第9話

「ラーメン屋に一緒に入ってくれるような彼女は大事にしろ」だ。


 誰が言ってくれたのはもう思い出せない。

 酔っ払った父親だったかもしれないし、バイト先の人だったかもしれない。


 でも未だにその言葉が記憶に残っていたのは、きっとその言葉を発した人がそれほど僕に注意するようにと強調したからだったからだと思う。


 恋人として相手を大事にするということはどういうことなのか。単純に、それが僕には全くわかっていなかった。

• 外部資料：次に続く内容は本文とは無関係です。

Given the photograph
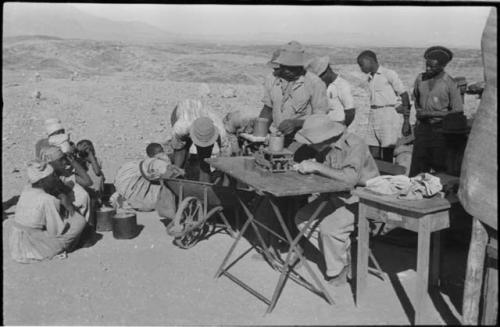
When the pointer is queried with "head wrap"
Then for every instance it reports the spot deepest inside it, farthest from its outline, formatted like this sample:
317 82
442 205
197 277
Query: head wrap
61 141
53 125
203 132
51 153
38 170
152 168
318 65
439 53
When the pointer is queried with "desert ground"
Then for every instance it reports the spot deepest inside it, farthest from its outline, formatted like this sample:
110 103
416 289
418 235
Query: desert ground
120 96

 ただ自分の心の内で好きになるだけでも、ただお金を工面したり贈り物をするだけでもなく、ただ怒らずに優しくいるだけでもない。


 相手のことを知ろうとしたり、相手が好きだと言うものや楽しいと思っているものを共に楽しもうとしたり、「好きだ」とか「愛してる」とかをちゃんと口にしたり、しなくちゃいけなかったんだ。

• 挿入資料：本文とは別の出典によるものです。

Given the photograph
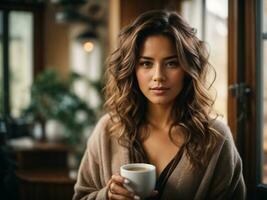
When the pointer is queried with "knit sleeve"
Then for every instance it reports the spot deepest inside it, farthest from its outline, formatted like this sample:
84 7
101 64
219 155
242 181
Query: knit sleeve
89 183
228 181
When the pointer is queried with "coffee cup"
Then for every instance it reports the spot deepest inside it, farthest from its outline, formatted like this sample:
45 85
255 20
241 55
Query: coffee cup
141 176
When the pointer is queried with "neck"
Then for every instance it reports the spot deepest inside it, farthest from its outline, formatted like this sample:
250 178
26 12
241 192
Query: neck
159 115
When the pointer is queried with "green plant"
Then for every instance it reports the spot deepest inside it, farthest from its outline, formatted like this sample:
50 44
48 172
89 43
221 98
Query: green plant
53 98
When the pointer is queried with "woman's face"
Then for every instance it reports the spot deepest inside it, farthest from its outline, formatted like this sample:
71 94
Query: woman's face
159 76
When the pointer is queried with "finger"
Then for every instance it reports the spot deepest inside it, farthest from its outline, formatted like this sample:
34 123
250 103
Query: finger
113 196
118 189
119 179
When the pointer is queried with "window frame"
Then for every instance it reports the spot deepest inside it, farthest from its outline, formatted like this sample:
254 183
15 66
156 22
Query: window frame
38 65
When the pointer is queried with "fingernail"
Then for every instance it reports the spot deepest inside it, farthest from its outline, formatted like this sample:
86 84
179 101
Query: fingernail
136 197
126 181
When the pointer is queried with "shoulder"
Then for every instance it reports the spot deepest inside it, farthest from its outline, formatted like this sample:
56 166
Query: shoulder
222 128
226 142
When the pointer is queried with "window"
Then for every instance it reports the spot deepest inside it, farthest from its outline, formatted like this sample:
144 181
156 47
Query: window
264 68
210 18
20 60
20 54
1 67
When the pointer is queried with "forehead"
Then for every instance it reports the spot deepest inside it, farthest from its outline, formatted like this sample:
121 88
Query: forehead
157 45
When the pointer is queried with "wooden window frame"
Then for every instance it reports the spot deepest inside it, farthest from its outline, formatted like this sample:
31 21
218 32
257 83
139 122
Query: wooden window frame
38 53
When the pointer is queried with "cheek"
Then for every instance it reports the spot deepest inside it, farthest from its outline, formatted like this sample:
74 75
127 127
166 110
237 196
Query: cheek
178 78
142 78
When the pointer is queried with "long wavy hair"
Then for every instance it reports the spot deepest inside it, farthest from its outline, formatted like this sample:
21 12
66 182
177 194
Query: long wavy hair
192 109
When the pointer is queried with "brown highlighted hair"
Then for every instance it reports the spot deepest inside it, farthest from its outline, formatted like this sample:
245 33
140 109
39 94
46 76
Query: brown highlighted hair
193 106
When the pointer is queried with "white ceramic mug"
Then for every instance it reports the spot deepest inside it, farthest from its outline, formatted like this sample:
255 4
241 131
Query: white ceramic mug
142 178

 美咲に別れ話を切り出されるまでは僕はそんなことを考えることすらしていなかった。

 思えば自分は誰かに愛をもらうことには慣れていても、与えることには慣れていなかった。いや、実際のところ単純に自分から愛を与えるということを、なんとなく恥ずかしいと思い込んでいたのかもしれない。


 もしかするとあの「ラーメン屋に一緒に入ってくれるような彼女は大事にしろ」と言った人は僕のそういった部分を見抜いていたのかもしれない。もしかするとその人の体験談が元だったのかもしれない。

 どちらにしろ、僕はその言葉を受け継いだ身としてもっと美咲のことを大切にすべきだったのだ。